Зрелище было ужасным. В первый миг все опешили, но затем французы разбежались по укрытиям и стали палить в нашу сторону.
Флинт схватил штурвал и резко повернул рулевое колесо. Хлопнул парус, ловя ветер, и мы сблизились со шхуной. Борт ударил о борт, затрещало дерево.
— За мной, морские волки! — вскричал Флинт и первым ринулся на борт другого корабля.
Нам почти не пришлось драться. Словно заговорённый от пуль и сабель, Флинт бросился вглубь трюма, где прятались французы.

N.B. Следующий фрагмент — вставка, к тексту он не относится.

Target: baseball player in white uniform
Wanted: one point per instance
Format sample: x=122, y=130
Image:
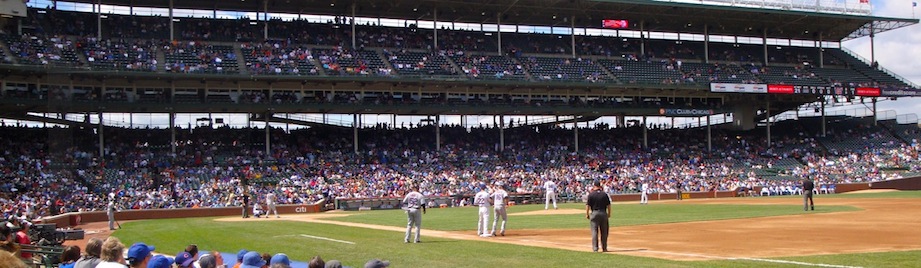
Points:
x=270, y=203
x=549, y=194
x=644, y=190
x=411, y=203
x=481, y=199
x=500, y=199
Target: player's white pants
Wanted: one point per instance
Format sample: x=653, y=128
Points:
x=413, y=218
x=271, y=209
x=482, y=225
x=499, y=211
x=548, y=196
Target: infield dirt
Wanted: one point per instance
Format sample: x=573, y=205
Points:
x=882, y=224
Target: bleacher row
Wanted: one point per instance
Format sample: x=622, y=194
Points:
x=301, y=48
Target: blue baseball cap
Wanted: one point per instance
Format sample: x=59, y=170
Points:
x=160, y=261
x=240, y=254
x=252, y=260
x=280, y=258
x=184, y=259
x=139, y=251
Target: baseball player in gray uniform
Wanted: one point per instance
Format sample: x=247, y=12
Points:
x=270, y=204
x=411, y=203
x=481, y=199
x=500, y=199
x=549, y=194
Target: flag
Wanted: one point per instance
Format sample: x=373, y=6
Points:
x=615, y=24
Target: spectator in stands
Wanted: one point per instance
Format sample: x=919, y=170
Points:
x=112, y=254
x=280, y=260
x=160, y=261
x=252, y=259
x=91, y=257
x=208, y=261
x=8, y=260
x=22, y=237
x=192, y=249
x=184, y=260
x=240, y=255
x=6, y=239
x=70, y=256
x=139, y=255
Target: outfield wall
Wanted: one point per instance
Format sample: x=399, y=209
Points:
x=899, y=184
x=74, y=219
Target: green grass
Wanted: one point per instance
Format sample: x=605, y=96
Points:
x=172, y=235
x=622, y=214
x=895, y=194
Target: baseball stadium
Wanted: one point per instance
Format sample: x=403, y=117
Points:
x=290, y=133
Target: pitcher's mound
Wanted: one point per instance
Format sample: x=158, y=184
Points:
x=565, y=211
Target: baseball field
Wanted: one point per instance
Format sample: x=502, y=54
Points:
x=863, y=229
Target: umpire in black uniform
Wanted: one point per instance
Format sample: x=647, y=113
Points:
x=598, y=211
x=808, y=186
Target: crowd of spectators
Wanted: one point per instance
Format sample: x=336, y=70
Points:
x=54, y=170
x=55, y=40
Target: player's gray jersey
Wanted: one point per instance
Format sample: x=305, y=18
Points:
x=414, y=200
x=550, y=186
x=498, y=197
x=481, y=199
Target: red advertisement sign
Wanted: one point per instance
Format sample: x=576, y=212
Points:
x=780, y=89
x=868, y=92
x=615, y=24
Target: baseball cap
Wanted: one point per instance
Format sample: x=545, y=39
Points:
x=184, y=259
x=207, y=261
x=377, y=263
x=160, y=261
x=240, y=255
x=252, y=260
x=139, y=251
x=280, y=258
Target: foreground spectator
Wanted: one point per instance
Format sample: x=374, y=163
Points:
x=70, y=256
x=112, y=254
x=8, y=260
x=160, y=261
x=91, y=257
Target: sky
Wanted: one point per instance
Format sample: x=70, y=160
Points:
x=898, y=51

Оттуда раздались крики и выстрелы, ругань и звон стали.
Мы поспешили вслед за капитаном. Я замешкался на несколько мгновений, а когда спрыгнул в трюм, всё уже было кончено. Поражённые силой и неуязвимостью Флинта, оставшиеся в живых французы побросали оружие и стали на колени, рассчитывая на милость победивших.
Милость и Флинт — понятия противоположные.
— Подойди, Билли… — Флинт, тяжело дышащий, забрызганный кровью, был ужасен. — Ты не успел поучаствовать в сражении. Но капитан Флинт не забывает о своих людях. Этот — твой…
Флинт протягивал мне окровавленный тесак.
Сперва я не понял, что он имеет в виду. А когда понял — дрожь пробежала по всему телу. Стало вдруг очень холодно, меня начало трясти.
Флинт пристально смотрел на меня. Я отводил глаза, не в силах сказать ни слова.